What are the values of bf_window and bf_resolution in your configuration?

>From the documentation of bf_window: "The default value is 1440
minutes (one day). A value at least as long as the highest allowed
time limit is generally advisable to prevent job starvation."

2017-06-16 1:16 GMT+02:00 Robbert Eggermont <[email protected]>:
>
> Hello,
>
> In our Slurm setup (now 17.02.4) I've noticed several times now that
> backfilled jobs push back the start time of the highest priority job.

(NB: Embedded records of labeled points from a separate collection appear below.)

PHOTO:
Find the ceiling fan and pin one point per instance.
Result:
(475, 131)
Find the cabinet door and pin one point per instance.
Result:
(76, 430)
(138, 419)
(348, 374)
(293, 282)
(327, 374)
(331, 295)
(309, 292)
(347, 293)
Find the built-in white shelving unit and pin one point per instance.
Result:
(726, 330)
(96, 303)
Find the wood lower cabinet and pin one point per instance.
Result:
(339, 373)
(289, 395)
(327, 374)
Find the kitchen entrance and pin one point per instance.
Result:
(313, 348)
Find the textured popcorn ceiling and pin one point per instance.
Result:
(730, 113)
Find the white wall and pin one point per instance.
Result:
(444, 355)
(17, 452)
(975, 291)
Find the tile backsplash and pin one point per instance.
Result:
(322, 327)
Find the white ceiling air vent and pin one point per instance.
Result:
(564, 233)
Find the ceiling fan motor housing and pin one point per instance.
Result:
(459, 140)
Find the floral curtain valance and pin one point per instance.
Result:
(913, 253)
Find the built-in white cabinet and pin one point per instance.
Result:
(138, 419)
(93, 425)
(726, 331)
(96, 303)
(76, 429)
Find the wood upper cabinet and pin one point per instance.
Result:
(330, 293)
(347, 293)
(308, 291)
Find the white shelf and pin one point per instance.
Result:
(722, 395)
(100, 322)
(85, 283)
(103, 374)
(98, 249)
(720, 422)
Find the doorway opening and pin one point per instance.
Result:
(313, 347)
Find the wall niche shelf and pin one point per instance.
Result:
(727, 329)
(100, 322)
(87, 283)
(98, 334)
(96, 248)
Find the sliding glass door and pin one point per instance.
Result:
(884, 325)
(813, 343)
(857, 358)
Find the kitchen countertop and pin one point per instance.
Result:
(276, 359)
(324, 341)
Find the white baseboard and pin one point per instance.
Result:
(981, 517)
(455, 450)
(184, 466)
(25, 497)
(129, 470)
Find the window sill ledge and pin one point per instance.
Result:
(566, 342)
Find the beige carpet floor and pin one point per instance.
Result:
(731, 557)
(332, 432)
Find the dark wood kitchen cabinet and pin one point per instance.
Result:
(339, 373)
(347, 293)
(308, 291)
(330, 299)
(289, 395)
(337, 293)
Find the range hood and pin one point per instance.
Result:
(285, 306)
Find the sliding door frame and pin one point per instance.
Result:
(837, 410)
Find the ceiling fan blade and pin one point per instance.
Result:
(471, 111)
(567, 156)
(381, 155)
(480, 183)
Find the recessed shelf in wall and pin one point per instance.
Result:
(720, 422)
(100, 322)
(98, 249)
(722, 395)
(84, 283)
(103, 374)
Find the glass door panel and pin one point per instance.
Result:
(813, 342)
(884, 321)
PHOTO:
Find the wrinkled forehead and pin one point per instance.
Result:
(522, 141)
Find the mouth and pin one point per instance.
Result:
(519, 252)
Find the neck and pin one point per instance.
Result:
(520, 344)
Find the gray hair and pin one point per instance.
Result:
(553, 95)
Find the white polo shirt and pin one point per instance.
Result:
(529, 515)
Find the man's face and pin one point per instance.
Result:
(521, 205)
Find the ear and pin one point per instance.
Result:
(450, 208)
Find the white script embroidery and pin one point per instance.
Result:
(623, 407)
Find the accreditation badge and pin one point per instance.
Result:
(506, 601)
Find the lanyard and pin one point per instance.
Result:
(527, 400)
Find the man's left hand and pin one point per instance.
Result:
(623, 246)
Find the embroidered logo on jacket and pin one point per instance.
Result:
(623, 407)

> I'm not sure if this is due to a configuration error or an scheduler error,
> and since I'm having a hard time diagnosing what's happening, I was hoping
> for some insightful tips.
>
> What happens is that when the highest priority pending job needs a lot of
> resources (CPUs, ...), slurm will backfill lower priority jobs with less
> requirements but with a higher timelimit than the currently running jobs.
>
> For example, the highest priority job needs a full node, and the first node
> will become available in 6 days; our slurm will happily backfill all pending
> lower priority 2-CPU 7-day jobs on every possible node in the cluster, thus
> pushing back the highest priority job 1 day.
>
> Looking into the scheduler debugging info, I noticed some things I can't
> explain:
> 1) the highest priority job ("A") is not always scheduled to start on the
> first node ("1") that will become available;
> 2) in the same iteration, the backfill logic will start another, lower
> priority, smaller job with a timelimit longer than the expected start time
> of job "A" on the same node "1";
> 3) when "A" is scheduled to start on another node, the scheduled starting
> time remains the same (i.e. it is not updated to the time that the new node
> becomes available).
> 4) the scheduled starting time of the highest priority job ("A") is
> sometimes later than the time that the node becomes available;
>
> See below for some log entries for these events.
>
> Does anybody have an idea what's going on here, and how we can fix it?
>
> Robbert
>
>
> 1)
> JobID=1315558 has a scheduled start time on node maxwell of
> 2017-06-22T19:11:16; forcing it to another node (by draining maxwell)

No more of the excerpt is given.